A statistician was asked to analyze some data about an industrial process and there were about a dozen or so independent variables that affect the outcome. So the statistician did some sort of stepwise regression or R-squared calculation and came up with an ordering for all the independent variables. The most important variable was the one with largest correlation or the first variable entered in the stepwise model (I’m not sure which, but the point is the same either way). The second most important variable was the one with the second largest correlation or the second variable entered in the stepwise model.
The statistician reviewed each variable in order starting with the most important variable. It was rather dull, of course, until the statistician got to the bottom of the list. He proclaimed “and the least important variable is the amount of water in the raw material.”
At this point the engineers in the room burst into laughter. It turns out that water was the most important variable. If you had even a small amount of water in the raw material, the entire production process would explode. The engineers spent a huge amount of effort to keep the water down to a level that was barely measurable.

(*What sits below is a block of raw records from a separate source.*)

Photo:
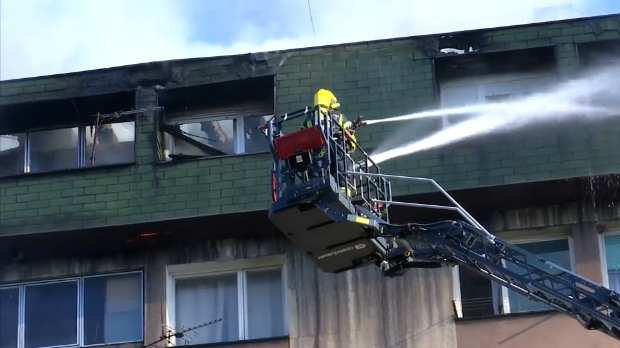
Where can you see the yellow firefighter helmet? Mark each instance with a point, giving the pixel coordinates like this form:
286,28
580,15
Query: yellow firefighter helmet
326,99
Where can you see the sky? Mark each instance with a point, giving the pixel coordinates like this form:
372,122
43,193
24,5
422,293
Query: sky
45,37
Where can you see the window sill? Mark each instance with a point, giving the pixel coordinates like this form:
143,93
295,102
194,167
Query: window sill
68,171
250,154
240,344
508,315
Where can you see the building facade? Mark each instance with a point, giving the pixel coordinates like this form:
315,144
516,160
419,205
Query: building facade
133,199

If a variable has very little variability in it by design, you cannot expect to see a large correlation. This is sometimes called a restriction of range problem. The SAT test for college applicants has an upper bound of 2400 and for some high end Universities, they may end up admitting only students scoring 2350 or higher. That’s a very narrow range, and if it turns out that the SAT scores at this place are a poor predictor of future performance (like GPAs or graduation rates), that may be more a function of the very narrow range of students that were admitted than anything else.
Now whenever I hear a story like this, I think of the preachers quote “There but for the grace of God go I” that has been attributed to John Bradford. I bet I’ve said stuff even stupider than what this statisticians is supposed to have said. It is just dumb luck, or God is looking out for me, or something else that keeps me from the one being publicly humiliated.
How do you avoid saying something so stupid that everyone laughs at you? Well, the obvious answer is to talk to one of the engineers first and show them what you are going to say. Better for that one Engineer to laugh at you in private than having a whole room of Engineers laugh at you in public.
What do you do if you recognize that have a restriction of range problem? Well, first, drop the correlations in favor of a regression model. A linear regression model is not perfect, but it is a lot better than a correlation coefficient in this situaiton. Second, draw lots of graphs. Third, talk to the experts. Fourth, disclose the restriction of range as a possible limitation to your findings. A restriction of range means that you may be trying to extrapolate beyond the range of your data (your graphs will help show this) and this type of extrapolation will often require making untestable assumptions.
And if anyone knows the source of this story or can point me to a reference, I would be forever in your debt.